Battery Park visitors get into the spirit.

“I figured if I’m going to send people to a fake address, I don’t want to totally dupe them,” says Reginella. “But then I started getting nasty phone calls from the people who were running the [cultural center]. People were going out and walking the grounds, actually looking for the [museum]… That was very stunning to me.”

Eventually, local news channels picked up the story, and the jig was up. Fans kept coming anyway, though: “People seemed to love it even though they knew it was fake,” Reginella says.

It was all enjoyable enough that he figured he’d do it again. This year’s story involves a deadly elephant stampede that just happened to occur on October 29, 1929, the same day as the stock market crash that kickstarted the Great Depression. The memorial shows three elephants mid-rampage, in front of the Brooklyn Bridge’s iconic pylons.

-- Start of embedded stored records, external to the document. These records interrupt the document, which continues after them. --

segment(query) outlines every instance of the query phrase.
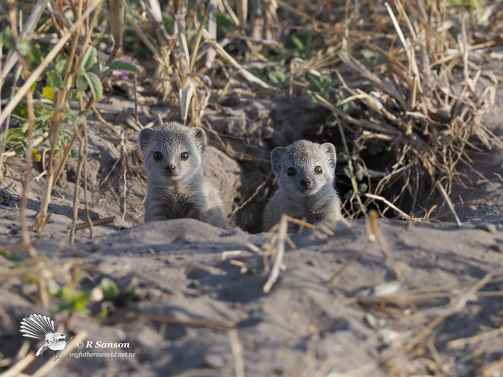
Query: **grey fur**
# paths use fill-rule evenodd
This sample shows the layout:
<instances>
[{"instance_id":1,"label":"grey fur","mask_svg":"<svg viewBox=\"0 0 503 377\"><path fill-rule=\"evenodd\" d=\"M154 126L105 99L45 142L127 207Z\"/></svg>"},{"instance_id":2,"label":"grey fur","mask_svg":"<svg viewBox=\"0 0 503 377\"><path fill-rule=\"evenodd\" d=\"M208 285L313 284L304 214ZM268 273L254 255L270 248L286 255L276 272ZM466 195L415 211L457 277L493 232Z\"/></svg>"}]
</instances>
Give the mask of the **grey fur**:
<instances>
[{"instance_id":1,"label":"grey fur","mask_svg":"<svg viewBox=\"0 0 503 377\"><path fill-rule=\"evenodd\" d=\"M274 148L271 160L278 188L266 205L264 231L279 222L283 214L314 224L340 214L341 199L333 187L337 159L330 143L299 140ZM320 174L315 173L317 166ZM293 176L288 174L290 168L295 170ZM288 225L289 233L298 229L294 224Z\"/></svg>"},{"instance_id":2,"label":"grey fur","mask_svg":"<svg viewBox=\"0 0 503 377\"><path fill-rule=\"evenodd\" d=\"M226 226L218 192L203 175L203 129L171 122L143 129L139 143L147 173L145 221L188 217ZM182 158L184 152L189 155L186 160Z\"/></svg>"}]
</instances>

The website has another documentary, this time voiced by Disney Channel stars, thanks to Reginella’s relationship with screenwriter Ricky Roxburgh. There is also another brochure, more doctored newspaper clips, and a walking tour, narrated by New York punk legend David Johansen. “I’m lucky enough to have a whole bunch of people willing to go along with my insanity,” says Reginella.

Reginella makes the sculptures to entertain himself and others. He’s especially happy when they seem to tap into shared cultural fantasies or memories: the discovery that Salman Rushdie has also written about a Staten Island sea monster, in his 2015 novel Two Years, Eight Months, and Twenty-Eight Nights, thrilled him, and he combined two true past events to come up with this false elephant stampede.

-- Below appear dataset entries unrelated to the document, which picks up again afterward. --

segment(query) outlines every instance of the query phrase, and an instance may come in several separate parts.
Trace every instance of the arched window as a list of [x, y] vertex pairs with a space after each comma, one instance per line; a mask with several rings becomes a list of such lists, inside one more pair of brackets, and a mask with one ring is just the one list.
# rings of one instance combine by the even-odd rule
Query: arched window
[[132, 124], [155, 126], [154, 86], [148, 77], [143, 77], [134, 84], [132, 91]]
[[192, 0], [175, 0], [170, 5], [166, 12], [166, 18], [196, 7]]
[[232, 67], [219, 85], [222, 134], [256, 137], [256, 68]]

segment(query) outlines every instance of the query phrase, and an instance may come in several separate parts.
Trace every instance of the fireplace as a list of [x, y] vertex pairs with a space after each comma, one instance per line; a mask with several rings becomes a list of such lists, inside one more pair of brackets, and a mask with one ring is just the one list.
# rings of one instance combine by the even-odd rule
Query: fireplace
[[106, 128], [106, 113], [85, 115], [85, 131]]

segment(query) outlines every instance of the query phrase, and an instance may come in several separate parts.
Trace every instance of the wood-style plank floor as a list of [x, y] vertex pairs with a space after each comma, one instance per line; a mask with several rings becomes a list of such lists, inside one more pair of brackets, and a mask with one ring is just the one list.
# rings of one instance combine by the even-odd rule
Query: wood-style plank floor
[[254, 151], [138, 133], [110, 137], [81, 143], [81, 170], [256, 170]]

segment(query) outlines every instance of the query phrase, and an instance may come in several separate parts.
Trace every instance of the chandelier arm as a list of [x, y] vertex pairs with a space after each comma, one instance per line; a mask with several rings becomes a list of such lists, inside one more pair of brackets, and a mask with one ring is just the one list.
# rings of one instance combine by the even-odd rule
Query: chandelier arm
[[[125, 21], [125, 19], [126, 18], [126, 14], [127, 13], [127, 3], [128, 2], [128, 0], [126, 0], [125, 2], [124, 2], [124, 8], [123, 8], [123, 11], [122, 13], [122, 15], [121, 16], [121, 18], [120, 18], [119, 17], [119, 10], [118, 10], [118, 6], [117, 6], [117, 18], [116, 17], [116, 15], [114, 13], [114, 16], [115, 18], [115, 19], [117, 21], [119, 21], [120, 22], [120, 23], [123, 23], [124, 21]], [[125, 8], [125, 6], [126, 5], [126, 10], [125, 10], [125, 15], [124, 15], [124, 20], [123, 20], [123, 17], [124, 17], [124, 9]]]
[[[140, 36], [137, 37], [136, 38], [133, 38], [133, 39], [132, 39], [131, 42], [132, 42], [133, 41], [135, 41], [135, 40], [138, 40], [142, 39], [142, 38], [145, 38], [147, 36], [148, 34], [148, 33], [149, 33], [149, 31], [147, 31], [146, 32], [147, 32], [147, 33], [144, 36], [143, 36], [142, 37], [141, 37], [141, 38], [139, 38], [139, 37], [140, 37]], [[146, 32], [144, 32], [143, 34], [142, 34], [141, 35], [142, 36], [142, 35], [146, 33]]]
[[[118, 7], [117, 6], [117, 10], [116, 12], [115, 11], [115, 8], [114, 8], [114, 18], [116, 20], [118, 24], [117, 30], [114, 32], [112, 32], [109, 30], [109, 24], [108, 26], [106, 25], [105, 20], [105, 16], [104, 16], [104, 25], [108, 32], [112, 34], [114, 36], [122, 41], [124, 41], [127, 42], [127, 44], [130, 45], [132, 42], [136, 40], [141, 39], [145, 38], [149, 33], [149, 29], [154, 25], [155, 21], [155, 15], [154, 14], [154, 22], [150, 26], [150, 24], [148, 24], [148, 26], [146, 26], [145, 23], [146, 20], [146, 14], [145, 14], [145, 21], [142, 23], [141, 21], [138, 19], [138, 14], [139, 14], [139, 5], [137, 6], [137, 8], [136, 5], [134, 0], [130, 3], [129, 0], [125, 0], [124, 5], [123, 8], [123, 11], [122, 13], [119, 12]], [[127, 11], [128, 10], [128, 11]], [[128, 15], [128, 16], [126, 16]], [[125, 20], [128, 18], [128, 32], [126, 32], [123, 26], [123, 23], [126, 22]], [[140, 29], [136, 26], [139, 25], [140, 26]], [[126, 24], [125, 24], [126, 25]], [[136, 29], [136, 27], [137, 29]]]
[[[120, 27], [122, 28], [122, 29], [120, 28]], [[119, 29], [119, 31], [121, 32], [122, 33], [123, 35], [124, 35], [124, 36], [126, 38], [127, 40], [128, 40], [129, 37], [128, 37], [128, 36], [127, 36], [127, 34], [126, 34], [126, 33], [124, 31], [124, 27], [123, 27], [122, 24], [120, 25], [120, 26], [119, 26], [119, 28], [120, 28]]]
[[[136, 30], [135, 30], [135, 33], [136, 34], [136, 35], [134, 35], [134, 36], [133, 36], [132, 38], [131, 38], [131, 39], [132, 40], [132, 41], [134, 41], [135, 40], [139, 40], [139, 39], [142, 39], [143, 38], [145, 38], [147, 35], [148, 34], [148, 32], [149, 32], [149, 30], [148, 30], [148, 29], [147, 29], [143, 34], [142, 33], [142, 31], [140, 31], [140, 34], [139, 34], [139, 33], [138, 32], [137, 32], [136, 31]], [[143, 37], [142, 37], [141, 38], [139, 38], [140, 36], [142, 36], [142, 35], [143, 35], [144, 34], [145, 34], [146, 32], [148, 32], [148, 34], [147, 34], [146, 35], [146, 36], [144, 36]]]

But in this particular historical moment, he sees a lesson embedded in them, too. “I hate the term ‘fake news,’” says Reginella. “But one thing I do hope people get out of this is to do their due diligence. To do their own research, and not to believe everything they hear.”

Mostly though, he says, it’s a love letter to New York City: perhaps the only place in the world where events like these—for a moment, at least—seem like they might be plausible.